Zhang Zhiyong, Voth Gregory A
Department of Chemistry, James Franck and Computation Institutes, University of Chicago, 5735 S. Ellis Avenue, Chicago, Illinois 60637.
J Chem Theory Comput. 2010 Sep 14;6(9):2990-3002. doi: 10.1021/ct100374a. Epub 2010 Aug 23.
High-resolution atomistic structures of many large biomolecular complexes have not yet been solved by experiments, such as X-ray crystallography or NMR. Often however low-resolution information is obtained by alternative techniques, such as cryo-electron microscopy or small-angle X-ray scattering. Coarse-grained (CG) models are an appropriate choice to computationally study these complexes given the limited resolution experimental data. One of the important questions therefore is how to define CG representations from these low-resolution density maps. This work provides a space-based essential dynamics coarse-graining (ED-CG) method to define a CG representation from a density map without detailed knowledge of its underlying atomistic structure and primary sequence information. This method is demonstrated on G-actin (both the atomic structure and its density map). It is then applied to the density maps of the Escherichia coli 70S ribosome and the microtubule. The results indicate that the method can define highly CG models that still preserve functionally important dynamics of large biomolecular complexes.

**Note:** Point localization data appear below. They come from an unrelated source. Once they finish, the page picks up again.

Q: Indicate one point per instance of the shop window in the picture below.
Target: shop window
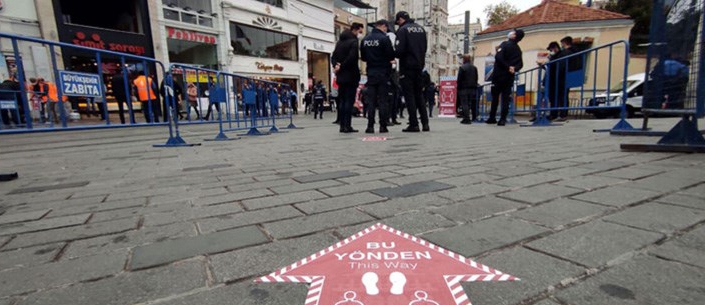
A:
(251, 41)
(277, 3)
(123, 15)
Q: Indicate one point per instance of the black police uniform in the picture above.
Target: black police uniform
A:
(411, 48)
(376, 49)
(319, 95)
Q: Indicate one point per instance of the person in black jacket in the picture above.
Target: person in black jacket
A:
(508, 61)
(345, 62)
(377, 51)
(467, 89)
(411, 48)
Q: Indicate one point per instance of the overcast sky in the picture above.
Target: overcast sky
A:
(476, 8)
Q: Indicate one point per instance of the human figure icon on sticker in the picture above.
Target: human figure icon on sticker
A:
(422, 299)
(349, 299)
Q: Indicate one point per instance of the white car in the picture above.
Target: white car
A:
(613, 98)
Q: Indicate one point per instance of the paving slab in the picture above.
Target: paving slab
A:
(404, 205)
(51, 275)
(71, 233)
(477, 209)
(596, 244)
(131, 239)
(617, 196)
(325, 176)
(689, 248)
(684, 200)
(590, 182)
(561, 212)
(28, 256)
(226, 222)
(246, 293)
(540, 193)
(44, 224)
(127, 288)
(538, 273)
(178, 249)
(645, 280)
(475, 238)
(315, 223)
(278, 200)
(262, 260)
(412, 189)
(22, 217)
(472, 191)
(658, 217)
(337, 203)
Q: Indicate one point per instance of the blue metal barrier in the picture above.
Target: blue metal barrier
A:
(75, 85)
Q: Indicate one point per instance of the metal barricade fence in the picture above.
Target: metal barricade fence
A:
(72, 82)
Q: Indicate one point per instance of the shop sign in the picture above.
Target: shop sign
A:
(93, 40)
(262, 66)
(179, 34)
(80, 84)
(381, 265)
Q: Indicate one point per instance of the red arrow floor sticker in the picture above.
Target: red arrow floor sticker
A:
(384, 266)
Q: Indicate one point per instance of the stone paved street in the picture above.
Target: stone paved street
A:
(102, 217)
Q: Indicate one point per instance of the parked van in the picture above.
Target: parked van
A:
(635, 97)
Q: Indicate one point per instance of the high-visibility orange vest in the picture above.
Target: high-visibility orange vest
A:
(54, 93)
(144, 88)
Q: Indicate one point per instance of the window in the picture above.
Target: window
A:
(251, 41)
(112, 15)
(277, 3)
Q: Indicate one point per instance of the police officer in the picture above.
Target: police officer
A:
(319, 96)
(411, 48)
(376, 49)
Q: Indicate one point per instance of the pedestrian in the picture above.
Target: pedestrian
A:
(192, 92)
(376, 49)
(308, 100)
(319, 96)
(411, 48)
(508, 61)
(467, 90)
(556, 74)
(145, 88)
(120, 87)
(430, 95)
(172, 96)
(214, 97)
(11, 90)
(345, 62)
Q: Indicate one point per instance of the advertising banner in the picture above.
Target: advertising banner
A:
(448, 98)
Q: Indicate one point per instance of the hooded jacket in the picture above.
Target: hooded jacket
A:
(411, 46)
(346, 54)
(508, 55)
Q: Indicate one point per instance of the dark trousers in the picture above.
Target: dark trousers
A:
(317, 108)
(378, 96)
(156, 111)
(505, 91)
(412, 88)
(346, 95)
(468, 103)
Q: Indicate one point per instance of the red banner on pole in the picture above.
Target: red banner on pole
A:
(448, 98)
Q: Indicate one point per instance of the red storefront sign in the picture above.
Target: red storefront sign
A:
(186, 35)
(448, 98)
(384, 266)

许多大型生物分子复合物的高分辨率原子结构尚未通过诸如X射线晶体学或核磁共振等实验方法得到解析。然而,通常可以通过诸如冷冻电子显微镜或小角X射线散射等替代技术获得低分辨率信息。鉴于实验数据分辨率有限,粗粒度(CG)模型是对这些复合物进行计算研究的合适选择。因此,一个重要的问题是如何从这些低分辨率密度图定义CG表示。这项工作提供了一种基于空间的本质动力学粗粒化(ED-CG)方法,用于从密度图定义CG表示,而无需详细了解其潜在的原子结构和一级序列信息。该方法在G-肌动蛋白(包括其原子结构及其密度图)上得到了验证。然后将其应用于大肠杆菌70S核糖体和微管的密度图。结果表明,该方法可以定义高度粗粒化的模型,这些模型仍然保留了大型生物分子复合物的功能重要动力学。